Professor Maurice Queyranne has been awarded the 2016 EURO Gold Medal, Europe's highest distinction within the field of Operations Research (OR).
The EURO award recognizes the lifetime achievement of at least one prominent person, team or institution for outstanding contribution to the field. Renowned Russian mathematician Yurii Nesterov was also awarded gold, this year.
"I am honored, naturally very happy, and humbled to be recognized alongside Prof. Yurii Nesterov and other prestigious past laureates of the EGM,” said Queyranne. "To me, this means international recognition for the hard work and research ideas that I have put forward over the years.”
The five-member EURO jury seeks nominations from society members and past EURO Gold Medal Laureates. Nominations are evaluated using metrics such as papers published in high quality journals, editorials written, jobs held, and number of PhD students.

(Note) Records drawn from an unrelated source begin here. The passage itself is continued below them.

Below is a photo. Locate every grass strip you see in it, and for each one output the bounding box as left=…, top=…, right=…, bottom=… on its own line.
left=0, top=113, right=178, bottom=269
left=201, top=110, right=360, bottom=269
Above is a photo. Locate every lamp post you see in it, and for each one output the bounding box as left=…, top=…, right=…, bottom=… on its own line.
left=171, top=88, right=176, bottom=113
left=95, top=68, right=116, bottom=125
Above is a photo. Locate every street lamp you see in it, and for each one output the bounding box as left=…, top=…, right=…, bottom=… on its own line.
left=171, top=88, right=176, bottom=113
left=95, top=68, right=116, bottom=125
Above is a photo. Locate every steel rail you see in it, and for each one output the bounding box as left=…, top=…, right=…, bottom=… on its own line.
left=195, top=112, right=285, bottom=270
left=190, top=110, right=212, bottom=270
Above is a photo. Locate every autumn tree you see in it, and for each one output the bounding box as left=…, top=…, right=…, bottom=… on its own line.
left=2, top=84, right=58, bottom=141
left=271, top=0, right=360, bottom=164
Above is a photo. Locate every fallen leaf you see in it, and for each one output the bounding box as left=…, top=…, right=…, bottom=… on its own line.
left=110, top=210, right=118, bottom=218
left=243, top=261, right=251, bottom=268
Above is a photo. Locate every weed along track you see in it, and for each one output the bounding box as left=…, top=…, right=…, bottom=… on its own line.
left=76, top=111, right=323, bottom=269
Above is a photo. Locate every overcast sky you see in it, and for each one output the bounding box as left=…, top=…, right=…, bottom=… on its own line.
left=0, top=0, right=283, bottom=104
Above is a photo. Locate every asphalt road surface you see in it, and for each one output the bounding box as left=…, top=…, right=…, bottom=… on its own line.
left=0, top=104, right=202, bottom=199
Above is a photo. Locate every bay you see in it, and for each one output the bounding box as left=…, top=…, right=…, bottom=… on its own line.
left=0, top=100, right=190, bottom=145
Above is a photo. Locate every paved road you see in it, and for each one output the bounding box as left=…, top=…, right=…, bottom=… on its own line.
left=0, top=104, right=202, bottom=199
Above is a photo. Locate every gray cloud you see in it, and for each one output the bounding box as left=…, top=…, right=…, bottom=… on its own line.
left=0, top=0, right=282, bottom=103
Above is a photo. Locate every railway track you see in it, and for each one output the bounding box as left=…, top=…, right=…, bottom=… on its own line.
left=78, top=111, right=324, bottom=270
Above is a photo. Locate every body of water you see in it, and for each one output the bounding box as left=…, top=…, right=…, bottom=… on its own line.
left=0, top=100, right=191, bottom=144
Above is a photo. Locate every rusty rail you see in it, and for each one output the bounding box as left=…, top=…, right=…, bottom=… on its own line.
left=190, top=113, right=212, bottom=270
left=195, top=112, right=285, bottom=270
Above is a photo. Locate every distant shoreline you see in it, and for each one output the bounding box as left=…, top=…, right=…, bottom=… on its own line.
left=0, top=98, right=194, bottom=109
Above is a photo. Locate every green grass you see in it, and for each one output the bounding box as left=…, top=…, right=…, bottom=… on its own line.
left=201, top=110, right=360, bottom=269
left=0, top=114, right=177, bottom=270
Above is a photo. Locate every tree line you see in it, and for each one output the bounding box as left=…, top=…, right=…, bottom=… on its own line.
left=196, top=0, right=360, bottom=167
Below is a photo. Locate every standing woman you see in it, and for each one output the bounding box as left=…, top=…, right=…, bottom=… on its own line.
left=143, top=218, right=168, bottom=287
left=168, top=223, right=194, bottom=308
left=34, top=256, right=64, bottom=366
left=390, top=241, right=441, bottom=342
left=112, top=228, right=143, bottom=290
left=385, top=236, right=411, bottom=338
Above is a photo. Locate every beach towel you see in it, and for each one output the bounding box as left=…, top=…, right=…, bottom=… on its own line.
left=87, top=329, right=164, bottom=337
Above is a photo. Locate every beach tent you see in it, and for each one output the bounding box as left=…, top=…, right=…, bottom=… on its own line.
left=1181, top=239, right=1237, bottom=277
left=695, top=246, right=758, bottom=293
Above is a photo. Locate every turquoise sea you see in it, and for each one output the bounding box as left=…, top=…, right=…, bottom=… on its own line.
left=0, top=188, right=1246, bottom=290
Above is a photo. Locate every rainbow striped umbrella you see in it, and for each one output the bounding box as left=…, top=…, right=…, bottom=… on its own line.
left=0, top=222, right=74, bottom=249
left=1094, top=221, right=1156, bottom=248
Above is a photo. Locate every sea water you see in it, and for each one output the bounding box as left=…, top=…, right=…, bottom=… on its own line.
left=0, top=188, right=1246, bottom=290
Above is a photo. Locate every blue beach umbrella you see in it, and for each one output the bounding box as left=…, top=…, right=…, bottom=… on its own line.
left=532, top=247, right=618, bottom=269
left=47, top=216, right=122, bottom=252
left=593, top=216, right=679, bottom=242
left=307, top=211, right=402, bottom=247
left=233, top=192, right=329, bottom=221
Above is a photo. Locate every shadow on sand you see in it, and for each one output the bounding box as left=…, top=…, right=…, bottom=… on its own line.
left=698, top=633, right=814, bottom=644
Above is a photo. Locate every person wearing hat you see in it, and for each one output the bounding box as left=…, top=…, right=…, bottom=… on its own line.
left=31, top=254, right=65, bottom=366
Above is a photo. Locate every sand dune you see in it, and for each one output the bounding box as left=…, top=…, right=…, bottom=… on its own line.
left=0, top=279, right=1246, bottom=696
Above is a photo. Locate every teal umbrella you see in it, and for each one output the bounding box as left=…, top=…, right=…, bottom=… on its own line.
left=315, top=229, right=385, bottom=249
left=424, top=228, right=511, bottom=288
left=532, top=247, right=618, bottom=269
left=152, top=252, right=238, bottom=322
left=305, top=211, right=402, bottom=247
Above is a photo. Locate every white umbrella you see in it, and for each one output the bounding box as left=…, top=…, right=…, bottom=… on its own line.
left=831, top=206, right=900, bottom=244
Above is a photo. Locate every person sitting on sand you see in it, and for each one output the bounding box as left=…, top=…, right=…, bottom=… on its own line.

Queyranne's work over the years has been most significant in the OR area of discrete optimization. He’s done extensive work on one of optimization's most studied problems, the ‘Traveling Salesman’, which deals with calculating the shortest route through any number of locations on a map. He’s also worked on problems of inventory management, vehicle routing, and production planning, and has published over 30 journal and conference papers on sequencing and scheduling. An algorithm he developed in 1995 for sub modular optimization was coined “Queyranne’s algorithm.”
Queyranne is identified by EURO as from France, where he received his education. But he completed the lion’s share of his research while a professor at UBC Sauder in the Operations and Logistics Division. EURO does requires its winners to have “a recognized stature in the European OR community” and indeed much of Queyranne’s work has been in collaboration with European researchers. About a dozen postdoctoral fellows have come to UBC Sauder to work with Queyranne over the years, and he has spent several sabbaticals and other leaves in European countries where he fostered such relationships.
“I am grateful to UBC and Sauder for providing invaluable support and recognition for my research,” said Queyranne, “and also in hosting the postdoctoral fellows and the visiting students and researchers."
He also gave special thanks for the European schools who’ve hosted him over the years, his nominator, and to the “many contributions of the research giants on whose shoulders I could stand, and who helped me see a little farther.”
Queyranne was presented his engraved gold medal and diploma at the opening plenary session of the 28th European Conference on Operational Research in Poznań. Read the plenary presentation he gave here. EURO organizes its conferences two years out of every three in a member country. They are attended by between 1800 and 2300 people from all over the world.